Dans le Abécédaire de la recherche sur l’humour, l’éditeur traite les intrus comme moi de “parasites débutants” et abhorre notre faible pour les plaisanteries. C’est un monde étrange dans lequel les érudits ont peur que vous riiez, tandis que les interprètes ont peur que vous ne riiez pas. Dans la référence académique Manuel de recherche sur l’humour, les éditeurs déplorent que: “Pour des raisons qui restent obscures, de nombreux chercheurs n’ont publié qu’une ou deux études sur l’humour avant d’abandonner le domaine au profit d’un autre domaine de recherche.” Peut-être que les éditeurs du Primer et du Handbook peuvent s’entendre entre eux ?

J’ai remarqué le même manque de courage chez les scientifiques qui étudient les limaces. Le rire et les mollusques semblent tout aussi fatals à une carrière universitaire. Certains sujets, semble-t-il, valent mieux ne pas être pris trop au sérieux.

Un homme entre dans un cinéma, s’assied et remarque qu’il y a une grosse limace assise sur le siège à côté de lui.
‘Que faites-vous ici?’ demande l’homme surpris.
“Eh bien, j’ai adoré le livre”, répond la limace.

Cela prouve que ni les limaces ni les blagues à leur sujet ne nous mènent nulle part. Un grand nombre d’impasses ont été explorées sur le long chemin de la compréhension de l’humour. Je sais, j’y suis allé.

Humour et rire

De retour au labo, un article sur la manière de rendre les robots amusants commence : « Premièrement, le rire a un lien étroit avec l’humour ». ‘Sans blague!’ Mais il y a une sérieuse distinction à faire.
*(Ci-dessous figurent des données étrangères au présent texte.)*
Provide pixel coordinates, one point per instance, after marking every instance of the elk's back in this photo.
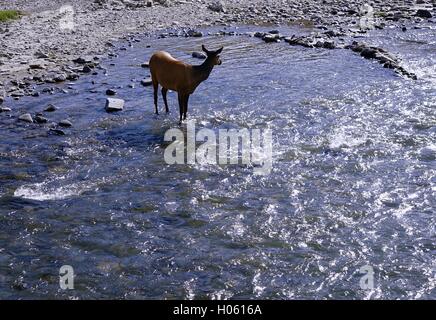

Nous devons faire la distinction entre l’humour – le stimulus, et le rire – la réponse. Ce sont des choses distinctes et l’une peut se produire sans l’autre, comme tout comédien de stand-up ne le sait que trop bien. Sir Ken Dodd (1927-2018) a défini l’art de la comédie, dont il était un maître consommé, comme «la performance de l’humour pour faire rire». Il y aura des blagues, peut-être sur les limaces, que vous reconnaîtrez comme humoristiques, mais qui ne vous feront pas rire aux éclats. Inversement, un chatouillement peut faire rire sans le stimulus de l’humour. Ce qui chatouille votre imagination peut être assez révélateur.

Quelle est la différence entre érotique et pervers ?
L’érotisme utilise une plume. Kinky utilise le poulet entier.

Pouvons-nous comprendre comment fonctionne l’humour et pourquoi nous en rions ? Devrions-nous même essayer, ou analyser une blague, c’est comme utiliser une épingle pour expliquer le fonctionnement d’un ballon ? Pourquoi l’explication atténue-t-elle plutôt qu’elle n’enrichit une blague ? Il y a une explication scientifique que j’explorerai dans un post ultérieur. Cependant, il y a aussi une notion romantique selon laquelle dès que nous essayons d’analyser une chose de beauté ou de joie, nous la détruisons, un peu comme un vivisectionniste examinant un cœur palpitant avec un scalpel. J’écris avec la conviction que c’est exactement le contraire qui est vrai – la compréhension augmente plutôt qu’elle ne diminue le plaisir.

Mon plan

Bien que la plupart des rires surviennent spontanément et non en réponse à l’humour, les blagues sont mes scalpels. Ils sont sélectionnés pour vous faire d’abord rire puis réfléchir. Il existe en fait un prix, appelé Ig Nobel, pour la recherche scientifique qui fait la même chose. En 2018, le prix Ig Nobel a été remporté par une équipe de chirurgiens de Portland, dans l’Oregon, pour “avoir utilisé des timbres-poste pour tester si l’organe sexuel masculin fonctionne correctement”. Cela vous fait vous demander ce que ces gars pensent du bon fonctionnement de l’organe sexuel masculin. En fait, ils ont utilisé des tampons pour concevoir une méthode peu coûteuse de diagnostic de la dysfonction érectile pendant le sommeil. Eh bien, seulement bon marché si vous utilisez des timbres de seconde classe, bien sûr. Vous créez un collier de timbres qui s’adapte parfaitement autour dudit organe avant d’aller vous coucher. Si vous vous réveillez le matin avec le col déchiré le long des perforations, vous pouvez vous retourner et réveiller votre partenaire avec la bonne nouvelle. Qui a dit que la philatélie ne vous mènerait nulle part ?

Voici mon projet. C’est astucieusement simple. Si suffisamment de personnes évaluent ce message, de futurs versements apparaîtront avec des réponses aux questions posées ici. Sinon, je nous épargnerai tous les ennuis.